少々豪華な宴ぐらいなら、そのまま参加することができそうなほどだ。
「これってそんなに違うの? 勇者に会うならって頂いたものだから、それなりにいいのでしょうけど」
「知らずに着ていたのか。それでよく汚さずにここまで来れたな。感心するよ」
「ユシャリーノみたいに獣を追ったりしていないからよ。私、食べ物は木の実とか、行商の優しい人からいただいたりしたから。戦うこともなかったし……あら、言われてみれば危ないことってなかったかも」
ユシャリーノは、抱き着いているミルトカルドが見えないのを承知で、人差し指を後ろに向けて言う。
「そういうのを奇跡っていうんだ。まったく、女の子なんだから気を付けろよ」
「あらら、怒られちゃった。でもこれからはユシャリーノのそばにいるから、離れないように気を付けるね」
「そういう気を付けるじゃなくてさあ……ま、まあ、これから気を付けることではあるけど。たまにはそばにいない時だってあるだろ? そういう時に備えて日頃から身を守る意識は持っておいてくれないと」
ミルトカルドは抱き着いたままユシャリーノの耳元でささやく。
「ねえねえ。今、ユシャリーノって私のこといっぱい心配してるね。えへへ」
「そ、そりゃあパーティーの仲間なんだから、無事でいてもらわないと、な」
「……うん」
ミルトカルドはユシャリーノの背中に耳を当てる。
目を閉じて、ユシャリーノの身体の中を通って聞こえる声と、直接聞こえる声に癒されるのを感じていた。
「なあ、飯は食べたのか?」
「食べました」
「ならいいけど……まさか、随分前の話しだったりするんじゃないだろうな。いつ食べた?」
「えっとね、昨日の朝」
「はあ……肉でよければ食べるか? 塩でもあったらいいんだけど、あいにく持っていないから味は無いけどさ」
「あの猪ね。ユシャリーノが美味しそうに食べてたから気になっていたの。頂こうかしら」
ユシャリーノは、早速肉を焼くために動こうとするが、ミルトカルドが放さない。
「ちょっと放してくれるか」
「このままじゃ動けないね……でも、ユシャリーノの声が心地いいから放したくない。男の人の背中って大きいね。お父様を思い出すわ」
ユシャリーノは、ミルトカルドが話す度に伝わる振動を感じながら、ふと湧いた『素朴な疑問』を投げ掛けた。
「ミルトカルドってさ、上流階級のお嬢様なのか?」
「……え?」
もらいものとはいえ、上質な衣類を着用し、きれいな容姿を保ち、時々上品な言い回しもするミルトカルド。

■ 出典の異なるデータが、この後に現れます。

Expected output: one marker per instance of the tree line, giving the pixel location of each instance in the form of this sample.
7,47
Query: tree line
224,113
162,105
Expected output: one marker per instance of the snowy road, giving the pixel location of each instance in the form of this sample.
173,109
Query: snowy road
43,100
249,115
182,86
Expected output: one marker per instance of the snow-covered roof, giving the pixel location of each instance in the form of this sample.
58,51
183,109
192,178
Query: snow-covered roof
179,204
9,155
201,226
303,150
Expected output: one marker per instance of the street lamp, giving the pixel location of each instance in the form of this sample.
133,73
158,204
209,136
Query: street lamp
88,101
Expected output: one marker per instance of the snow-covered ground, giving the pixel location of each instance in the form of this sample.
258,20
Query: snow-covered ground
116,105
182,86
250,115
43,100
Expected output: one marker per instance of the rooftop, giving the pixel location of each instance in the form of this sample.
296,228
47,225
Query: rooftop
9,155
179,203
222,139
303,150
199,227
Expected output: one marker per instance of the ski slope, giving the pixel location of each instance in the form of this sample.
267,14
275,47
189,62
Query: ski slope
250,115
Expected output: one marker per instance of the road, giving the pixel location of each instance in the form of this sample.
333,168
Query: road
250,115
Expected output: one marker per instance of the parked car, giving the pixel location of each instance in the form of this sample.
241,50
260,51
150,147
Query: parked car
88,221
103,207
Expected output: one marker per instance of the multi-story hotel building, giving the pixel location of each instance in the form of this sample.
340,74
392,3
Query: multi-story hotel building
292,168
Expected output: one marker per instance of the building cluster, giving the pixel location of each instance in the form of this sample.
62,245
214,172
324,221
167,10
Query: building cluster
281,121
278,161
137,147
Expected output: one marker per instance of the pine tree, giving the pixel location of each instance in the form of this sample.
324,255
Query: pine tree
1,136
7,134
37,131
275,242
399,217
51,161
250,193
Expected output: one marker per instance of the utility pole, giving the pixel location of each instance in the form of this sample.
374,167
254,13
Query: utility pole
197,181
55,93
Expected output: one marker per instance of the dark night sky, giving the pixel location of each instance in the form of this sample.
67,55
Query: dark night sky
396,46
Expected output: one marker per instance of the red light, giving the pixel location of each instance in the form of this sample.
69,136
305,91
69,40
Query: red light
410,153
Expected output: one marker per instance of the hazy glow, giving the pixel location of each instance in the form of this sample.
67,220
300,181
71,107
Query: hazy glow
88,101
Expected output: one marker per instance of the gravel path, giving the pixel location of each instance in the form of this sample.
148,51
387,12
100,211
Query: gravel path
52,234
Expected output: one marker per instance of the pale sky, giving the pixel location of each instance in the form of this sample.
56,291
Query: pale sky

ユシャリーノと気は合うようだが、物事を受け入れる器の大きさも違う。
格の違いは、その差が大きければ大きいほど気付きやすい。
「お嬢様が一人で出歩いて勇者を探すだなんて、あると思う?」
「ない、とも言い切れないだろ。どんなに無さそうだと思えることでも、自分の思った通りにいかないことなんて山ほどある」
ミルトカルドはゆっくりとユシャリーノを解放した。
しかし、手は背中に触れたままだ。
「もし――」
「もし、お嬢様だったとしても、別に何も変わらないよ。ただ、家の人が心配しているんじゃないのかと思うだけだ」
「もお……ちゃんと勇者っぽいじゃない」
「
「うふふ。そうだった、ごめんなさい。あなたが勇者じゃないのなら、私はここにいないし」
「ほんと、なんでそこまで勇者を求めているんだか――憧れてたら勇者になってた俺が言うのも変だけどさ」
二人は、互いにかみ合った『何か』が同じものだと実感した。